BERLİN (İHA) - Başbakan Recep Tayyip Erdoğan, Berlin'deki temasları çerçevesinde Almanya Başbakanı Gerhard Schröder'le bir araya geldi.
Başbakanlık binasında gerçekleştirilen yaklaşık 1 saatlik görüşmenin ardından kameraların karşısına geçen iki lider, Türkiye'nin Avrupa Birliği'ne (AB) üyelik sürecine ilişkin önemli mesajlar verdi. Schröder, Türkiye'ye verdikleri desteği yinelerken, 17 Aralık'taki zirvede kullanacakları oyun olumlu olduğunu belirtti. Erdoğan ise, "Türkiye'de sistematik işkence var" iddialarına tepki göstererek, işkenceye karşı en büyük mücadeleyi kendisinin verdiğini dile getirdi.

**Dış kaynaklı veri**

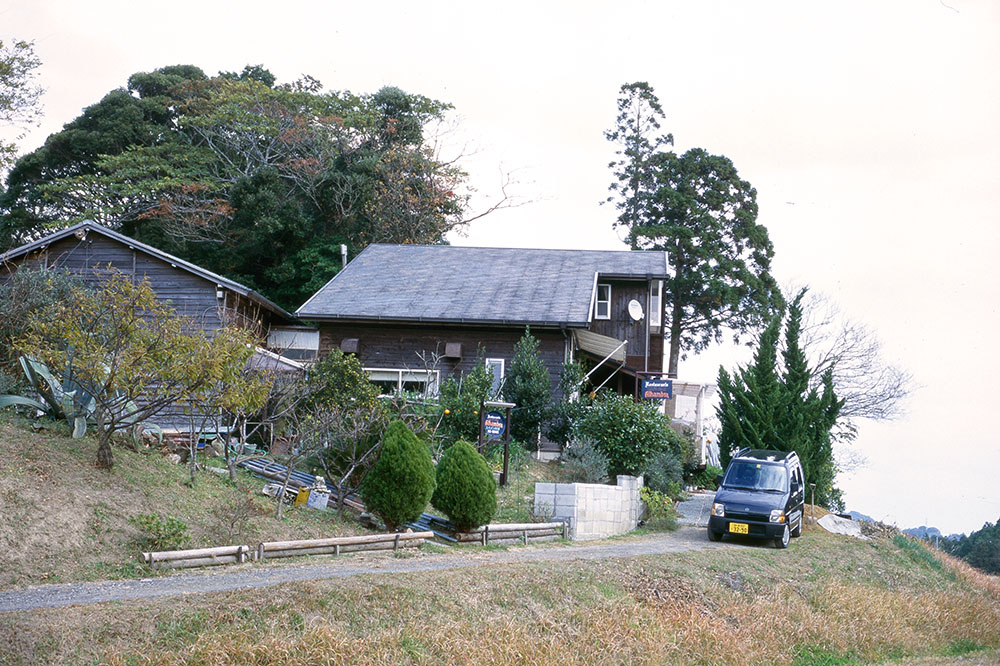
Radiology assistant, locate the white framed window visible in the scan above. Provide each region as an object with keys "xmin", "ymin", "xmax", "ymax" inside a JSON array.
[
  {"xmin": 486, "ymin": 358, "xmax": 504, "ymax": 397},
  {"xmin": 364, "ymin": 368, "xmax": 438, "ymax": 395},
  {"xmin": 649, "ymin": 280, "xmax": 663, "ymax": 328},
  {"xmin": 594, "ymin": 284, "xmax": 611, "ymax": 319}
]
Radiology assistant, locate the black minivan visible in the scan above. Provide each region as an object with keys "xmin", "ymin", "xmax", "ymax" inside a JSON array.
[{"xmin": 708, "ymin": 448, "xmax": 806, "ymax": 548}]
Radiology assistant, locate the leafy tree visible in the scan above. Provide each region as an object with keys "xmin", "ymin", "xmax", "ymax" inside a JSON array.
[
  {"xmin": 717, "ymin": 290, "xmax": 843, "ymax": 508},
  {"xmin": 503, "ymin": 328, "xmax": 552, "ymax": 446},
  {"xmin": 941, "ymin": 520, "xmax": 1000, "ymax": 575},
  {"xmin": 574, "ymin": 393, "xmax": 680, "ymax": 478},
  {"xmin": 431, "ymin": 441, "xmax": 497, "ymax": 532},
  {"xmin": 606, "ymin": 83, "xmax": 776, "ymax": 376},
  {"xmin": 16, "ymin": 273, "xmax": 258, "ymax": 469},
  {"xmin": 0, "ymin": 65, "xmax": 476, "ymax": 308},
  {"xmin": 0, "ymin": 40, "xmax": 42, "ymax": 173},
  {"xmin": 360, "ymin": 421, "xmax": 435, "ymax": 531}
]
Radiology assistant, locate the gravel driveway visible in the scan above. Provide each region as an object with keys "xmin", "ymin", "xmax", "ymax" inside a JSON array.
[{"xmin": 0, "ymin": 494, "xmax": 725, "ymax": 613}]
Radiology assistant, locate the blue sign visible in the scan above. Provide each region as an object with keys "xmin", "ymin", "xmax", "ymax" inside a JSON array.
[
  {"xmin": 483, "ymin": 412, "xmax": 507, "ymax": 439},
  {"xmin": 642, "ymin": 379, "xmax": 674, "ymax": 400}
]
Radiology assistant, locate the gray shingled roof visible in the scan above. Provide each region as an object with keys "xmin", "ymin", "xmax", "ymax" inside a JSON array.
[{"xmin": 296, "ymin": 245, "xmax": 667, "ymax": 326}]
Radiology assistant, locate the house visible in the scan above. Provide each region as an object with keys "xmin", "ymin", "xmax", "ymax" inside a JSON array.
[
  {"xmin": 296, "ymin": 245, "xmax": 668, "ymax": 404},
  {"xmin": 0, "ymin": 220, "xmax": 306, "ymax": 431}
]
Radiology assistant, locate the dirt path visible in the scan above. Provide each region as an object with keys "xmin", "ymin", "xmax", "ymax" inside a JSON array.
[{"xmin": 0, "ymin": 526, "xmax": 735, "ymax": 613}]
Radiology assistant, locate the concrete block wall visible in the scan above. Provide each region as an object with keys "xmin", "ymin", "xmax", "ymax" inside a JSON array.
[{"xmin": 535, "ymin": 476, "xmax": 642, "ymax": 540}]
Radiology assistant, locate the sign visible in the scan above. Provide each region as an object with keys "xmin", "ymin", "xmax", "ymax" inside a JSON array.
[
  {"xmin": 483, "ymin": 412, "xmax": 507, "ymax": 439},
  {"xmin": 642, "ymin": 379, "xmax": 674, "ymax": 400}
]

Görüşmede Türkiye'nin AB'ye üyelik süreci ve Irak başta olmak üzere Ortadoğu'daki gelişmelerin ele alındığını söyleyen Schröder, Erdoğan'ın göreve geldikten sonra başlattığı ve büyük kısmı uygulanan reformların, bir devlet adamının gerçekleştireceği en büyük başarılardan biri olduğunu ifade etti. Reform kanunlarının çıkarılmasıyla işin bitmediğini vurgulayan Schröder, "Uygulama zorlu bir süreç. Ben bunu iç politikada bizzat yaşıyorum. Bu açıdan 6 Ekim'de AB Komisyonu'nun olumlu bir rapor vereceğini düşünüyorum" dedi.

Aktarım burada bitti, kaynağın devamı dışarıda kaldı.